For a man with so much on the line, Axl Rose’s 2½-hour perf at Gibson Amphitheater — the first of three scheduled L.A. shows, and something of a homecoming — felt pro forma and desultory. Rose took the stage as scheduled, but the combative, charismatic frontman was nowhere to be seen. He complimented the “boisterous” crowd and the “loud” room, but, other than to introduce the band, he remained silent on recent changes (a fired manager and a new release date for the much-delayed “Chinese Democracy”) in the GN’R camp. The set list, heavy on “Appetite for Destruction” (accounting for nearly half of the 20-song set) and nearly ignoring “Use Your Illusion,” was as much a journey through the past as the Rolling Stones’ recent Dodger Stadium appearance.
Rose spent a good deal of the time running around the two-tiered stage, leaning out into the aud, shaking hands with the desperation of a politician with low poll numbers, but there was no spark or connection. He’s a little thicker in the middle; when he does his trademark serpentine dance moves, he occasionally puts one hand on the small of his back, as if he just pulled something. With his taut, nearly immobile facial features and cornrowed hair pulled back into a ponytail, he looked like a waxworks figure, leading to the conclusion that the only thing Rose injects these days is Botox.
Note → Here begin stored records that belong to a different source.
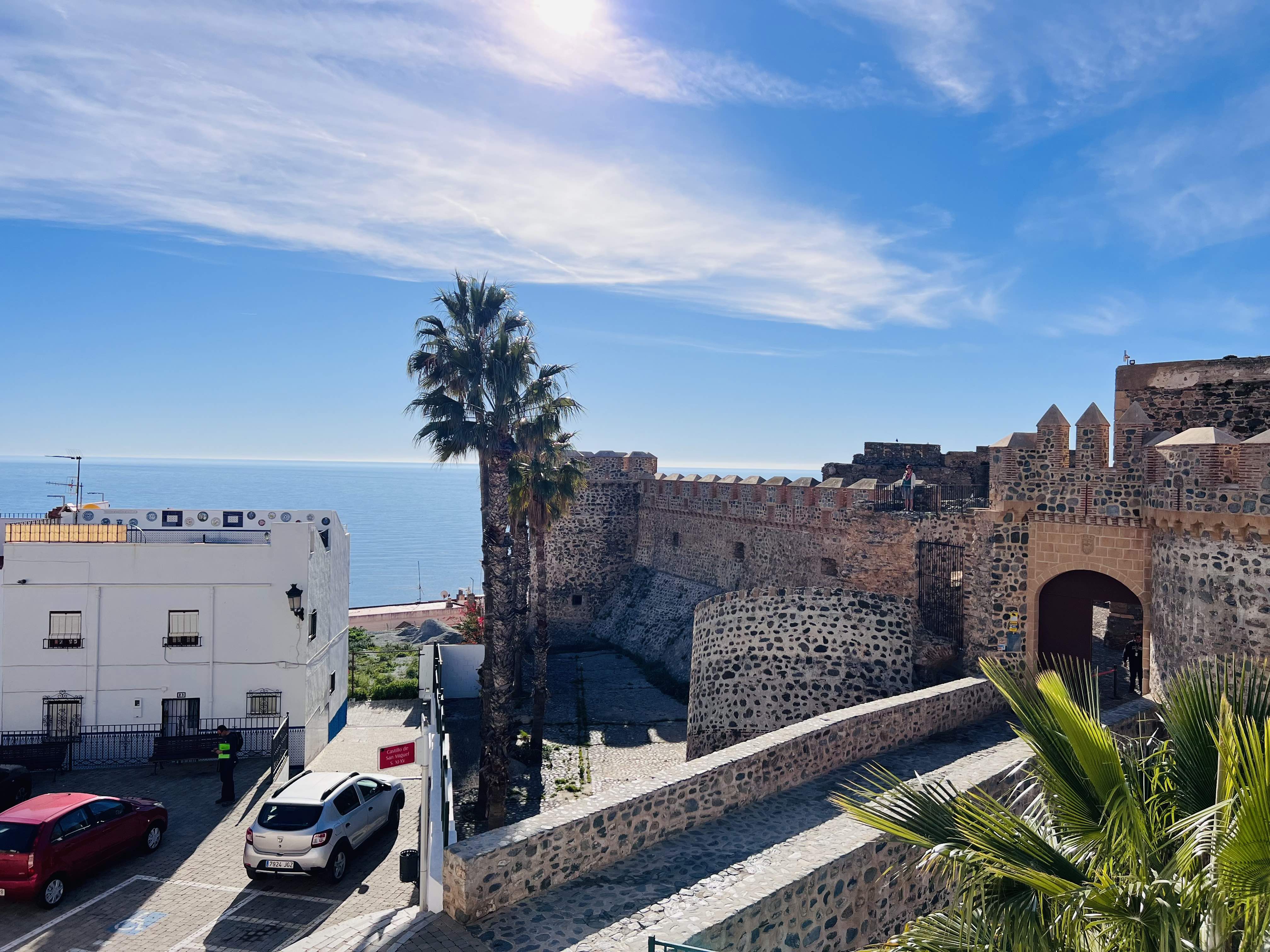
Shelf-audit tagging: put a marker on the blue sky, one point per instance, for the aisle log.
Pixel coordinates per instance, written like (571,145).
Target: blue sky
(764,233)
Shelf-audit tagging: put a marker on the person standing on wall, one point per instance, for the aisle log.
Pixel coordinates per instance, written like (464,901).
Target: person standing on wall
(1133,662)
(226,758)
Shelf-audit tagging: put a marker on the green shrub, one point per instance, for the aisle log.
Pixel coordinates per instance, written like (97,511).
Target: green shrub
(394,690)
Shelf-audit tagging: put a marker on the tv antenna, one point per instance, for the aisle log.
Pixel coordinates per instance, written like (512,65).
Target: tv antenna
(78,485)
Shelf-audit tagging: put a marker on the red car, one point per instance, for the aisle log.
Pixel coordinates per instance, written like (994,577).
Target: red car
(55,837)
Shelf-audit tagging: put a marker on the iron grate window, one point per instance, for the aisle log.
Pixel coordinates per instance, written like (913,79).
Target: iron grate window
(940,593)
(182,629)
(263,704)
(65,630)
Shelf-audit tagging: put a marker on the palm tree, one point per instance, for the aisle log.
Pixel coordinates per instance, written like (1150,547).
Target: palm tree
(479,379)
(1153,845)
(544,485)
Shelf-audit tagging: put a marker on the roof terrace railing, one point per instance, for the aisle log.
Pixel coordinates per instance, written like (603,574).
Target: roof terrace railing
(53,531)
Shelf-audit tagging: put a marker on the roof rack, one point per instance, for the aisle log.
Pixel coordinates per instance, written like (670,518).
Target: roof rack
(328,792)
(290,782)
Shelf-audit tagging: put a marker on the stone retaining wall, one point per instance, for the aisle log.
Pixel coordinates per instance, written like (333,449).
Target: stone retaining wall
(841,894)
(768,658)
(501,867)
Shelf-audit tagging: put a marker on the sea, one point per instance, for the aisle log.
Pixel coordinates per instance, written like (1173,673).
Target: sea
(415,529)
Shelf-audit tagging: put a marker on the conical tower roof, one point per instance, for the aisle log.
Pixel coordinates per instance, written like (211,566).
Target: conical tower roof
(1053,418)
(1093,417)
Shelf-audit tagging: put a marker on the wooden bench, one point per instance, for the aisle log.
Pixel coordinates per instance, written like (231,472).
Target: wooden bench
(185,747)
(44,756)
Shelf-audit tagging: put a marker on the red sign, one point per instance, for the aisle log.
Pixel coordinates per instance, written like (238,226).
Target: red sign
(397,756)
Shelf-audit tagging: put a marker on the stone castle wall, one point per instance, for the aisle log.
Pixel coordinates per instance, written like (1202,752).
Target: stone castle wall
(495,870)
(1211,596)
(887,462)
(1233,394)
(773,657)
(738,544)
(591,551)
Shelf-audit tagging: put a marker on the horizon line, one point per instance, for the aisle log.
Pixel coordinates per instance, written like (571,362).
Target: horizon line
(662,464)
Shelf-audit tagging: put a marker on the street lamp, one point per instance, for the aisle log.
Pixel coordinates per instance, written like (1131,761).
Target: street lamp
(294,594)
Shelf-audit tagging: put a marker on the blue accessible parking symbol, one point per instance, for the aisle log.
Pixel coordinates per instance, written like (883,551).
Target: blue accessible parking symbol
(138,923)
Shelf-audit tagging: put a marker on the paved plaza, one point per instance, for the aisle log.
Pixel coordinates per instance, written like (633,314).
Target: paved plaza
(606,724)
(192,894)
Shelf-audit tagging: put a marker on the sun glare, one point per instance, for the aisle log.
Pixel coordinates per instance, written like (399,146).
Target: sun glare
(568,17)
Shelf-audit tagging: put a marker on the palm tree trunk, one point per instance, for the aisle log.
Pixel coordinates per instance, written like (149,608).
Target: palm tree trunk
(541,644)
(500,639)
(521,570)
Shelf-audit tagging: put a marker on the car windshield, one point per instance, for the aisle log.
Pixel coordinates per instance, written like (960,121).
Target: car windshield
(17,837)
(289,817)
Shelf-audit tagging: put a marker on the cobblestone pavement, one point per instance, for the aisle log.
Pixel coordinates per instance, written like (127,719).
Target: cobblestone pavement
(672,881)
(192,894)
(606,724)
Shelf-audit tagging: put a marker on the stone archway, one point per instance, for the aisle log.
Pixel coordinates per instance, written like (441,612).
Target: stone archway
(1066,612)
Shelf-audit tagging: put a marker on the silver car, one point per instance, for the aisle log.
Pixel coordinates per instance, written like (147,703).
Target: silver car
(313,823)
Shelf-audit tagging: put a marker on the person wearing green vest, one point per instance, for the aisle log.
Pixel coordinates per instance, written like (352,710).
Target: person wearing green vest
(225,760)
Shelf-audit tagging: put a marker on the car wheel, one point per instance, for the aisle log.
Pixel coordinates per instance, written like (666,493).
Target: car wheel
(154,838)
(53,893)
(338,865)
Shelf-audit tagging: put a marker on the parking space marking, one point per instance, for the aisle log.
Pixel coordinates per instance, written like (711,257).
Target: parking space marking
(50,925)
(191,942)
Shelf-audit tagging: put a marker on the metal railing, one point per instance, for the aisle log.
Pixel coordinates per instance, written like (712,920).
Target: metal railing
(56,531)
(133,744)
(938,498)
(64,643)
(656,945)
(280,747)
(223,537)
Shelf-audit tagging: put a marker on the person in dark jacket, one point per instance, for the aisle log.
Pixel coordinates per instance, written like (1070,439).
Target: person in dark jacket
(1133,662)
(226,758)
His voice is gone — at times it either gave out on him completely, or was mixed so low it was barely audible. And he rarely stayed onstage for an entire song, running to the wings during the instrumental breaks or various band members’ interminable solo showcases. He returned each time with a fresh shirt (Rose would quickly sweat through his clothing, although his face remained oddly dry) and a somewhat stronger voice.
Rose’s mood brightened late in the set when he was joined on stage by former Skid Row frontman Sebastian Bach for a playful “My Michelle.” Former Guns guitarist Izzy Stradlin followed, sitting in with the band for a couple of songs, including “Patience” and a raucous “Used to Love Her.”
The addition of Stradlin meant there were four guitarists on stage, making the already flabby arrangements only less defined. And while Rose does give his musicians plenty of space to strut their stuff, none of them made an especially memorable impression. Their solo showcases: guitarist Robin Finke’s Pink Floyd-styled prog-rock; former Psychedelic Fur Richard Fortes covering Jimi Hendrix’s “Angel”; and Dizzy Reed’s clumsy piano arrangement of the Stones’ “Angie,” stopping the already slack set dead in its tracks.
The newer songs work better with the revamped line-up, but that’s not much of a compliment. It’s obvious Rose has been working on these songs for quite some time, which isn’t to say they’re very good. Their layering of guitar and keyboard parts and clunky, overwrought structures are the result of a musician who has lost all perspective.
But all that focus on the album has left the band in an odd position: the tossed-off older songs are half-baked, the newer material is overcooked. What’s even odder is how all this turmoil results in a show so lacking in tension and drama.
Rose and his band were preceded by three acts that atomized the elements that once made Guns N’ Roses so successful: Sebastian Bach embodied the sex-crazed, potty mouthed frontman, Helmet added an unyielding guitar crunch and the Suicide Girls boho-burlesque act provided the topless women that were so much a part of Guns mystique.